Recall that in the policy iteration algorithm, the general strategy is to iteratively perform two things: evaluate the value of a policy and improve the policy. But still, the focus is more on having an accurate value (or action-value) function. In this section we explore another class of algorithms that focus more on the policy itself, meaning that we will directly parameterize the policy and try to optimize it. Of course this will still require estimations of the value function, but they are mainly serving as a tool to improve the policy. To give some general idea for the policy-based methods, following Sutton and Barto (2018), we can parameterize the policy as \(\pi(a | s; \theta)\), where \(\theta\) is the parameter of the policy. This will also lead to an estimation of some performance measure such as the value function, and we can update the policy by iteratively update the parameter \(\theta\) through
\[ \theta \leftarrow \theta + \alpha \nabla V(\theta) \]
where \(\alpha\) is the step size. In this section, we will introduce some of the most popular policy-based methods includes the REINFORCE algorithm, the actor-critic method, and the soft actor-critic method.
The policy gradient theorem is a fundamental result in policy-based methods. It provides a way to compute the gradient of the expected return with respect to the policy parameter. Let’s analyze the gradient of the value function with respect to the policy parameter.

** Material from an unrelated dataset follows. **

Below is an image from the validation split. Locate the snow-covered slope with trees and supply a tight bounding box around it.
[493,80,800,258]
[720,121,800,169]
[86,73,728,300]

\[ \begin{aligned} \ptheta V^\theta(s) &= \ptheta \E_{a \sim \pi} \left[ Q^\pi(s, a) \right] \\ &= \ptheta \int \pi(a | s; \theta) Q^\pi(s, a) da \\ &= \underbrace{\int_a \alertr{\ptheta \pi(a | s; \theta)} Q^\pi(s, a) da}_\text{I} + \underbrace{\int_a \pi(a | s; \theta) \alertr{\ptheta Q^\pi(s, a)} da}_\text{II} \qquad \text{(chain rule)} \end{aligned} \tag{1} \]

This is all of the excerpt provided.